Studienobjekt Leonhardsviertel: Studenten untersuchen, wie sich Prostitution auf Architektur auswirkt.

Stuttgart - Sie müssen in den Puff. Um Erfahrung zu sammeln. Allerdings interessieren sich die vier Studenten nicht für die Damen, sondern für die Gebäude selbst. Das Quartett von der Kunstakademie will wissen, wie sich das Geschäft mit dem Sex auf die Architektur auswirkt. Ihr Studienobjekt ist das Leonhardsviertel.

 

Sie sitzen im Schaufenster. Wie sich das im Rotlichtviertel gehört. Zu kaufen sind ihre Dienste indes nicht. Die Architekturstudenten Winston Hampel, Alexander Merkel, Georg Brennecke und der Grafikstudent Fabian Stuhlinger lernen nicht an der Kunstakademie am Killesberg, sondern schürfen am Grund des Kessels. "Rotlicht - ein urbanes Phänomen" heißt ihre Semesterarbeit, für die sie ins Haus am Eck Leonhardstraße/Jakobstraße gezogen sind. Dort hat ihnen Besitzer Thomas Barth die Galerie im Erdgeschoss als Büro angeboten.

Nichts getan im Sperrgebiet

Drinnen und draußen wird gearbeitet. Vor der Tür sitzt die Prostituierte Jeanny auf ihrem Klappsitz, hinter den großen Fenstern sortieren die Studenten ihr Material. Auf Tapeziertischen stehen vier Laptops, die Wände sind übersät mit Papier. "Unsere Recherchewände", sagt Alexander Merkel. Was etwa "Koberfenster", "Laufhaus", "Stundenhotel" bedeutet, haben sie in der Internet-Enzyklopädie Wikipedia gesucht, gefunden, ausgedruckt und aufgehängt. Eine fremde Welt. Auch für ihr Fachgebiet. "Mit diesem Thema hat sich die Architektur noch nicht beschäftigt", sagt Brennecke, "das hat uns gereizt, aber wir mussten uns diesem Milieu erst nähern." Nicht nur auf Papier. "Als wir das erste Mal in ein Bordell gegangen sind", erzählt er, "sind wir uns vorgekommen wie ein Schüler, der am Kiosk einen ,Playboy' kauft."

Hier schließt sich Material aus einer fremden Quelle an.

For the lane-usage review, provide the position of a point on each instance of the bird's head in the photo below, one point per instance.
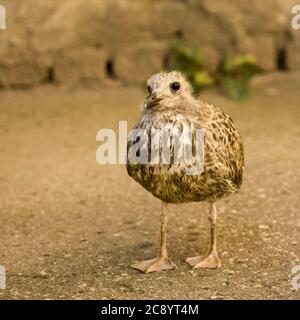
(166, 91)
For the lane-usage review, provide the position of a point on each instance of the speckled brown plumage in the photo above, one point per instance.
(223, 148)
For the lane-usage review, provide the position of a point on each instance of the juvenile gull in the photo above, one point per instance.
(171, 104)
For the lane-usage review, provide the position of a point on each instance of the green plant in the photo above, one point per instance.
(191, 61)
(235, 74)
(232, 76)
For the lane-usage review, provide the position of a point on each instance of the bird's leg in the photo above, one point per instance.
(163, 262)
(212, 260)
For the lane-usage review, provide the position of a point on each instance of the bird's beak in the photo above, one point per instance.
(152, 101)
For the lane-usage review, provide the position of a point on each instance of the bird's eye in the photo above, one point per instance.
(175, 86)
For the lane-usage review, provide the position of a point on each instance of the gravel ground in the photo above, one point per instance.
(70, 228)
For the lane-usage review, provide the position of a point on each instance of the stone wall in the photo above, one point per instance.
(71, 41)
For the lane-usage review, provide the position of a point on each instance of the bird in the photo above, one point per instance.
(171, 103)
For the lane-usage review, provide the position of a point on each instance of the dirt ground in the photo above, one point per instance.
(70, 227)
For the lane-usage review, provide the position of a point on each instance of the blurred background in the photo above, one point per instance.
(69, 227)
(124, 41)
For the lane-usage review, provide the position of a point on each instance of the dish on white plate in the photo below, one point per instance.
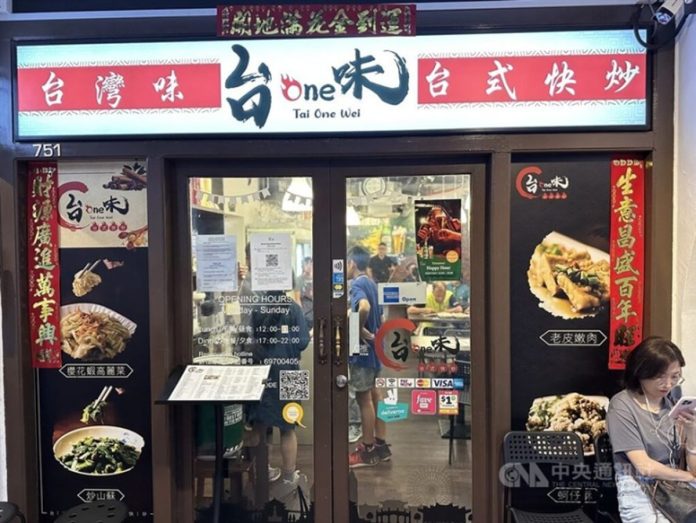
(570, 279)
(557, 413)
(92, 332)
(99, 451)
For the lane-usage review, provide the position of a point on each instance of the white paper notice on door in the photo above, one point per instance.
(271, 261)
(216, 263)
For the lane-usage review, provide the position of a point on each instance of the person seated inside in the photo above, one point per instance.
(438, 299)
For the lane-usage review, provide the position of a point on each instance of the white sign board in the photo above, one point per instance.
(216, 262)
(485, 81)
(271, 261)
(221, 383)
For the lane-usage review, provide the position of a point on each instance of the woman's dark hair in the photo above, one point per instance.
(649, 359)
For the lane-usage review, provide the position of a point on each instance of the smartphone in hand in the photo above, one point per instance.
(685, 404)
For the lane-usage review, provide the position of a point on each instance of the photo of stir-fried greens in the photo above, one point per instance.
(100, 455)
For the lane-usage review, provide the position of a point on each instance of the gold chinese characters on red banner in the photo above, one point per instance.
(627, 258)
(302, 21)
(44, 269)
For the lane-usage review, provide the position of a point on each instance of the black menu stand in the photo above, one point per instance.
(218, 405)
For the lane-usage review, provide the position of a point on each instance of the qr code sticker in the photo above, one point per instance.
(294, 385)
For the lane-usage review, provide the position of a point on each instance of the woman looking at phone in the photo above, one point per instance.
(647, 443)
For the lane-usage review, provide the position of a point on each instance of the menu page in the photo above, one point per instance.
(221, 383)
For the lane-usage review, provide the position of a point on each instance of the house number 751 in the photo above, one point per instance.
(46, 150)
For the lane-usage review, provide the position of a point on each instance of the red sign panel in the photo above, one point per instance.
(531, 78)
(627, 258)
(282, 21)
(43, 269)
(177, 86)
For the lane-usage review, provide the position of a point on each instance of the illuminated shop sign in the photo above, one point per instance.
(480, 82)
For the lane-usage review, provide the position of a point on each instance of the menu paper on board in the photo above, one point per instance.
(271, 262)
(221, 383)
(216, 263)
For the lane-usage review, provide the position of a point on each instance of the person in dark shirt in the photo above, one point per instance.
(381, 267)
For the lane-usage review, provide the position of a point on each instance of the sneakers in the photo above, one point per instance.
(363, 457)
(383, 451)
(273, 473)
(286, 488)
(354, 433)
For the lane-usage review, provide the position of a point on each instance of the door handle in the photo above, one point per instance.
(338, 339)
(322, 341)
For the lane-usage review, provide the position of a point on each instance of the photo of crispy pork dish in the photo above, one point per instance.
(563, 271)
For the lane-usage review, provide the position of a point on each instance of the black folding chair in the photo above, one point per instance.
(604, 455)
(526, 448)
(9, 511)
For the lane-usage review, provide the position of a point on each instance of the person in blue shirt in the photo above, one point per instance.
(363, 368)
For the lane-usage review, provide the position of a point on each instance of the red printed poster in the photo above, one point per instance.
(627, 258)
(44, 268)
(302, 21)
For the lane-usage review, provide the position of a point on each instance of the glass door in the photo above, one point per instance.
(403, 338)
(253, 250)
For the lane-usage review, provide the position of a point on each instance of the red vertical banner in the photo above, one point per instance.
(627, 258)
(44, 268)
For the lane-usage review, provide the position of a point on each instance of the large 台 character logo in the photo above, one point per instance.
(259, 96)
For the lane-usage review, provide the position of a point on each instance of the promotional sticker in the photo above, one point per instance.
(424, 402)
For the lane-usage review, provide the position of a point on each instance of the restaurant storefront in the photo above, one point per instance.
(171, 199)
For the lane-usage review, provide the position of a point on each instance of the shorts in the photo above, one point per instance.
(634, 504)
(362, 379)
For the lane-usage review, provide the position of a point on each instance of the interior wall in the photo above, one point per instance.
(684, 272)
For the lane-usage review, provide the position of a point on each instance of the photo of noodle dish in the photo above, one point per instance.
(584, 415)
(91, 332)
(99, 451)
(570, 279)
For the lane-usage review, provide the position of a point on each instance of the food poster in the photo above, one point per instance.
(94, 412)
(439, 239)
(559, 279)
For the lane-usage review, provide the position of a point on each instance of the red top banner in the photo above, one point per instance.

Mittlerweile kennen sie sich aus. Und sind bekannt. "Wir werden gegrüßt", sagt Hampel, "es war einfacher, als wir dachten, einen Zugang zu bekommen." Egal, wo man gefragt habe, ob bei der Polizei, bei Ämtern, Politikern, oder Bordellbesitzern, "alle haben mit uns geredet". Offenbar waren alle einmal froh, ihr Herz ausschütten zu dürfen. Während Architekten, Denkmalschützer und Demonstranten in plötzlicher Liebe für den Hauptbahnhof entflammt sind, kümmert sich keiner um die letzten Reste der Altstadt. Etwa jenes Haus, das 1769 für den Schlosser Carl Friedrich Wölfle errichtet wurde. "Hier verfällt ein Viertel, ein Stück Stadtgeschichte", sagt Barth, "und alle schauen weg." Spiel nicht mit den Schmuddelkindern, es könnte was hängen bleiben.